Memorial-PFAA

Memorial PFAA

Mall of America

Professional Flight Attendants Association (PFAA) Memorial

August 16, 2004

Gary Nelson
Stanley, North Dakota

Thank you for that nice introduction.

I am Gary Nelson from Stanley, North Dakota, and I appreciate the opportunity to talk with you today. Thank you PFAA for initiating this occasion to memorialize the pilots and flights attendants who perished on September 11, 2001. It was an horrific event that witnessed the hijacking of four U.S. commercial airliners. This is a welcome and deserving recognition of airline personnel who perished that day.

I was asked to be here because my daughter, Ann Nicole Nelson, perished that day as well. She was a bonds trader and was working that morning at Cantor Fitzgerald. She was at her desk on the 104th floor of the North Tower when the first plane struck five floors below her office.

Ann graduated from Carleton College in Northfield, worked at Dain Rauscher in Minneapolis, and Chicago and had been working at Cantor less than a year. Ann enjoyed her years spent in Minneapolis.

When I arrived in Minneapolis last Friday and was thinking about my speech, I wasn’t quite sure what I would say. The next morning I looked out of the window of my room on the thirteenth floor of the hotel and saw a field of white stones, lined up in what appeared to be an intentional vertical and horizontal pattern. The stones sat on a beautifully manicured lawn surrounded by a carefully pruned forest with each tree planted as though there had been a plan and a purpose. It was then that it occurred to me that this was Fort Snelling, a national military cemetery. It is hallowed ground, a final resting place dedicated to those who gave their lives so that our nation might live in peace.

So it is indeed appropriate that we are here today so near Fort Snelling to remember those who are still giving their lives so that we as a nation may continue to enjoy life, liberty and the pursuit of happiness. Thank you to the military personnel serving in Iraq and Afghanistan, and throughout the rest of the world.

Thank you to the police and firemen, who without concern for themselves, rushed into those burning towers when others were running from them in terror. Ann grew up knowing that fighting fires and saving lives were important. You see, I was a volunteer fireman during her growing up years and she knew that when the fire call came, all other activities stopped in order to help others who were in need.

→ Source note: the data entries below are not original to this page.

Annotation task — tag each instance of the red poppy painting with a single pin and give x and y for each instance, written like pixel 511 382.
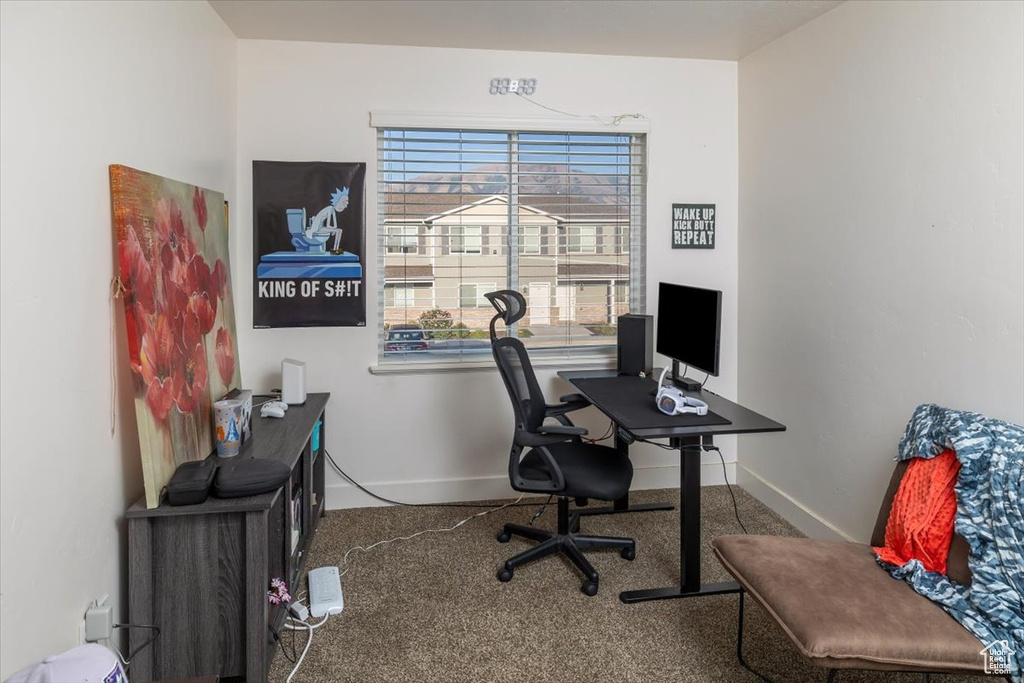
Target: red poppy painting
pixel 172 252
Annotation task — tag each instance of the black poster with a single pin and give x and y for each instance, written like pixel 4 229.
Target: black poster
pixel 692 225
pixel 308 244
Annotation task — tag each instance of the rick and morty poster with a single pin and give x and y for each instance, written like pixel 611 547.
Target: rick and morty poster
pixel 308 244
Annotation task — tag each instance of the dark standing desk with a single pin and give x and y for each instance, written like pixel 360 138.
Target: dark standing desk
pixel 742 421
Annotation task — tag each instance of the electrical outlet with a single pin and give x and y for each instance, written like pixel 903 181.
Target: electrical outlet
pixel 98 624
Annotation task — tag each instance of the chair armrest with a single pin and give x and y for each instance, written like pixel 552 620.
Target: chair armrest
pixel 570 402
pixel 568 430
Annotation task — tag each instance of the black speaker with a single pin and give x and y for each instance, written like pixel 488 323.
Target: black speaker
pixel 636 336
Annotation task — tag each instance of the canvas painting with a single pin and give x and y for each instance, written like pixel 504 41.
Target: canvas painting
pixel 172 251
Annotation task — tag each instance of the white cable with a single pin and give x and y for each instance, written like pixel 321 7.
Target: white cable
pixel 303 625
pixel 613 122
pixel 344 559
pixel 309 641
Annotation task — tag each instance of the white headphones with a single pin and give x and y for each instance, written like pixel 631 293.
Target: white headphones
pixel 672 401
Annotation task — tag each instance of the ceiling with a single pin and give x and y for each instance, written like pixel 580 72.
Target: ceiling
pixel 691 29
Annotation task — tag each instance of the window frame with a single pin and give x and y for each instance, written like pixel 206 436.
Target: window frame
pixel 580 238
pixel 523 237
pixel 465 250
pixel 478 301
pixel 517 240
pixel 402 233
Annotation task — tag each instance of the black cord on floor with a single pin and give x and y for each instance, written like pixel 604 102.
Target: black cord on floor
pixel 541 511
pixel 725 471
pixel 415 505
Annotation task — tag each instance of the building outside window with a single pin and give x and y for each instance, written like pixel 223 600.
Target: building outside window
pixel 402 239
pixel 556 216
pixel 582 240
pixel 529 240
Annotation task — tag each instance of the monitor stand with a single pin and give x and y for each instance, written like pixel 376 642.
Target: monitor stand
pixel 685 383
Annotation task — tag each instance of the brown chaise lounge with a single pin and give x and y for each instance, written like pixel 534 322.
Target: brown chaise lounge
pixel 842 610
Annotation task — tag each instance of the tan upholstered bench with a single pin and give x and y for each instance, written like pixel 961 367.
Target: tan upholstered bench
pixel 842 610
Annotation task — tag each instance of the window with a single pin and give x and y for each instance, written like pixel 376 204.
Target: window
pixel 398 295
pixel 558 216
pixel 402 239
pixel 471 295
pixel 582 240
pixel 529 240
pixel 465 240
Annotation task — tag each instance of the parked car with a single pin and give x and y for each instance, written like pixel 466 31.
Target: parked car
pixel 406 338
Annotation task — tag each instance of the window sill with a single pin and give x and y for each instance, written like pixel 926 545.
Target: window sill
pixel 578 363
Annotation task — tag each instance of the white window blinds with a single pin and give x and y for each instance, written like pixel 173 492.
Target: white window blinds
pixel 556 216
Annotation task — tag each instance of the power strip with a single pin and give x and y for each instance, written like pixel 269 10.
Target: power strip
pixel 325 592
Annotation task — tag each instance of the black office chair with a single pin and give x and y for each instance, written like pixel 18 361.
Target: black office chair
pixel 557 461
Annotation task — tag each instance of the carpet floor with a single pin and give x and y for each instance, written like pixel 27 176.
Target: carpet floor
pixel 431 609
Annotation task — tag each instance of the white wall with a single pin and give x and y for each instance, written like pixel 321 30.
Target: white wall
pixel 882 260
pixel 84 85
pixel 446 436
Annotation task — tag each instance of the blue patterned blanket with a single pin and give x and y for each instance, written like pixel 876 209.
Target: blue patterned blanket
pixel 989 516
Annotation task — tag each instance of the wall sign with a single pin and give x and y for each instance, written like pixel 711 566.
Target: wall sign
pixel 692 225
pixel 308 244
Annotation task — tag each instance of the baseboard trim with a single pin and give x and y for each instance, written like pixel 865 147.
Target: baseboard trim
pixel 795 512
pixel 343 495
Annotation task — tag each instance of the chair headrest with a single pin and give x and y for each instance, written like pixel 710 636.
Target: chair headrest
pixel 510 305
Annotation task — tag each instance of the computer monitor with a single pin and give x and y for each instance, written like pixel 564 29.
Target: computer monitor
pixel 689 327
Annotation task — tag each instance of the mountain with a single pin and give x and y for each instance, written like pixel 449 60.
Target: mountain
pixel 551 184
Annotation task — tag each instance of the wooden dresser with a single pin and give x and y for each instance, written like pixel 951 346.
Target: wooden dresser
pixel 201 572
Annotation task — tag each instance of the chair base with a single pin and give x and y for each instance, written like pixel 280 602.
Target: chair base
pixel 564 542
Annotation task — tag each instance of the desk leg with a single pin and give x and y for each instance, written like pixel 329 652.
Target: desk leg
pixel 689 535
pixel 623 504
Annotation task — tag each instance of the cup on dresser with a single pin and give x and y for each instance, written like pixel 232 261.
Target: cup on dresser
pixel 227 424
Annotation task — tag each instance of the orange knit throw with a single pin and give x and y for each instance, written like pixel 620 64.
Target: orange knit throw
pixel 921 523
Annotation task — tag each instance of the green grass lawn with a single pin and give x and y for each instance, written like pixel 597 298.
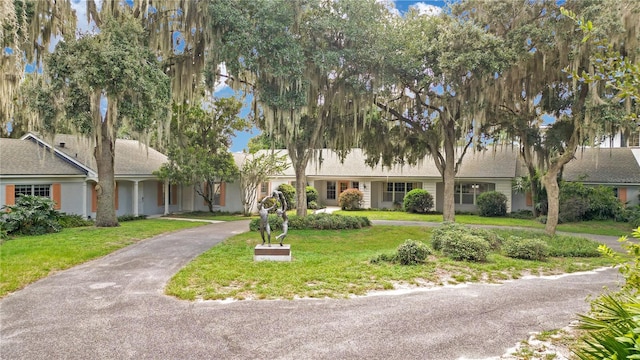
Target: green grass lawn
pixel 336 264
pixel 26 259
pixel 608 227
pixel 206 215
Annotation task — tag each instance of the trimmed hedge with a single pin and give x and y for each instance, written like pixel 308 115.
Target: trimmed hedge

These thoughts came to my mind on the morning of 9/11 when I turned on the tv news and saw the smoke and flames billowing out of the north tower where Ann worked. I do not know what state she was in as I watched the news, because we never heard from her. I do know that if she was conscious of being in a fire, she would have known that the firemen and women would be looking to save her, or sacrifice their lives trying.

A very special thank you to the pilots and flight attendants who bravely resisted the efforts of the terrorists to save their passengers and their planes. They paid the ultimate price - they sacrificed their lives. We are especially grateful to those who are responsible for the 9/11 Flight Crew Memorial Foundation, with particular appreciation to the flight crews on American Flight 11 that crashed in the World Trade Center’s North Tower; United Flight 175 that crashed into the World Trade Center’s South Tower; American Flight 77 that crashed into the Pentagon, and United Flight 93 that crashed into the field near Shanksville, Pennsylvania.

I thank God for giving me Ann for 30 years, as short as they were. I loved her so. We were more than a dad and a daughter. We were best friends. Ann was wise beyond her years, wise enough to learn from the past, appreciate the present, and plan for the future. Her mother and I learned when she was very young that she knew what she wanted and as willing to make honorable sacrifices to achieve her goals.

It is said that children learn the lessons of life from their parents, however I’m not sure that this was the way it happened with Ann. She believed in and promoted tolerance, forgiveness, love, and optimism. I know this because she reminded me of those virtues whenever I exhibited behaviors to the contrary! And I suspect she is not finished with me yet.

Thank you, Ann.

In closing, I want to offer a very special thank you to the pilots and crews who perished on 9/11. Thank you to everyone here today supporting the efforts of the 9/11 Flight Crew Memorial Foundation.